Yaşadığımız her türlü erkek-devlet şiddetinin karşısında birlikte mücadele ederek ve birbirimizle dayanışarak kazanacağımızı biliyoruz. Yılmadan ve bıkmadan yıllardır söylediğimizi buradan bir kez daha haykırıyoruz; ”kadına yönelik şiddet münferit değil, politiktir” ve bu şiddeti önlemenin en önemli yolu da kadın mücadelesinden ve kadın dayanışmasından geçer.

Bugün çok daha güçlü ve çok daha örgütlü olarak hayatlarımıza ve haklarımıza sahip çıkıyoruz.

•''EŞİTLİK VE ÖZGÜRLÜK MÜCADELEMİZDEN VAZGEÇMİYORUZ İSYANIMIZI BÜYÜTÜYORUZ!

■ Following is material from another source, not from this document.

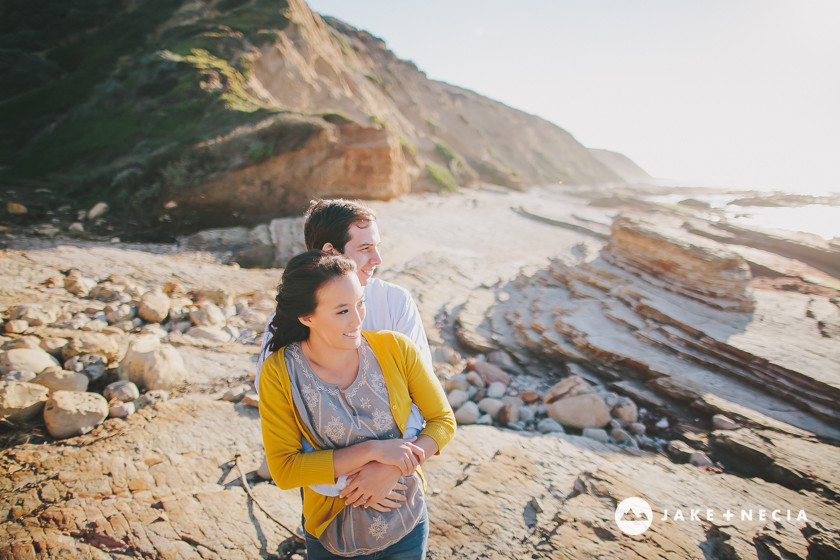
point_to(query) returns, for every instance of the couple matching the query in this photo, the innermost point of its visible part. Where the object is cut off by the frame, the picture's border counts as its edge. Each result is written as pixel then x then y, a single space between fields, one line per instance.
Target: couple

•İSTANBUL SÖZLEŞMESİNDEN VAZGEÇMİYORUZ!

•GÜVENCELİ İŞ GÜVENLİ GELECEK TALEBİMİZDEN VAZGEÇMİYORUZ!

•ÖRGÜTLENME ÖZGÜRLÜĞÜ HAKKIMIZDAN VAZGEÇMİYORUZ!

•BARIŞ İÇİNDE YAŞAMA TALEBİMİZDEN VAZGEÇMİYORUZ!

•ŞİDDETSİZ BİR YAŞAM, EŞİTLİK, ÖZGÜRLÜK, ADALET, DEMOKRASİ, BARIŞ, LAİKLİK MÜCADELEMİZDEN VAZGEÇMİYORUZ!

•EŞİTLİK VE ÖZGÜRLÜK MÜCADELEMİZDEN VAZGEÇMİYORUZ İSYANIMIZI ÖRGÜTLÜYORUZ!

YAŞASIN KADINLARIN ÖRGÜTLÜ MÜCADELESİ!